We saw, on consecutive plays, Manning's worst and best. With 8:44 left, Manning threw a looping pass out of the shotgun in the general direction of Emmanuel Sanders. This wobbly throw, which resembled a wounded vulture, revealed everything lacking in Manning, circa 2016. This pass was headed straight to the hands of Steelers cornerback William Gay.

Sanders once batted down passes as a superlative high school defensive back in Bellville, Texas. He pounced on Manning's errant throw, swatting the ball away from Gay.

He saved Manning.

He saved the season.

Next play, Manning threw a fastball down the middle to Bennie Fowler. Manning could have gone to Demaryius Thomas, the $14 million man. He instead looked to Fowler, who will earn $480,000 this season.

The pass barely eluded the hands of cornerback Mike Mitchell and arrived safely in Fowler's arms for a 31-yard gain.

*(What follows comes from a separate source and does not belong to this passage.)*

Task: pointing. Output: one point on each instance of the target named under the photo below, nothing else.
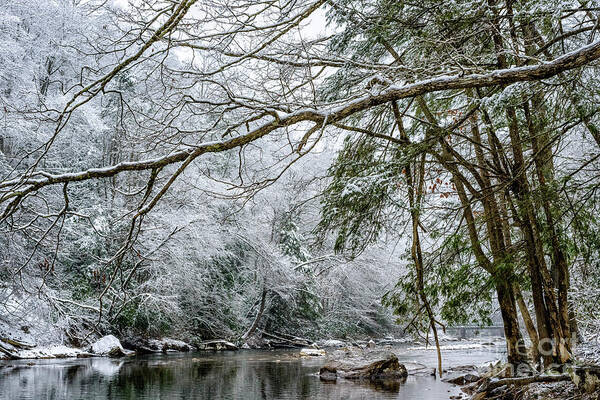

"Peyton has a lot of trust in me," Fowler said quietly. "He trusted me on 3rd and 12. It means a lot."

For three quarters, Manning barely remained above water. His receivers dropped a half-dozen passes, but Manning looked ancient and lost, collecting only 146 yards passing.

In the fourth quarter, he revived, completing 4 of 6 passes for 76 yards. The laser to Fowler ranks among the most crucial passes of his long career.

The fourth-quarter version of Manning looked ready to conquer the Patriots. The first- through third-quarter version of Manning will direct the Broncos to a double-digit loss.

Manning, his body battered, lost his starting job after nine games. He watched six games on TV and from the bench. His long NFL ride looked over.

He refused to surrender. His reward is the chance to lead an oddly constructed contraption known as the Broncos to the Super Bowl.

He followed three baffling, frustrating, underachieving quarters with a wise, precise fourth quarter.

The Broncos will require four of those dazzling quarters to conquer the Patriots.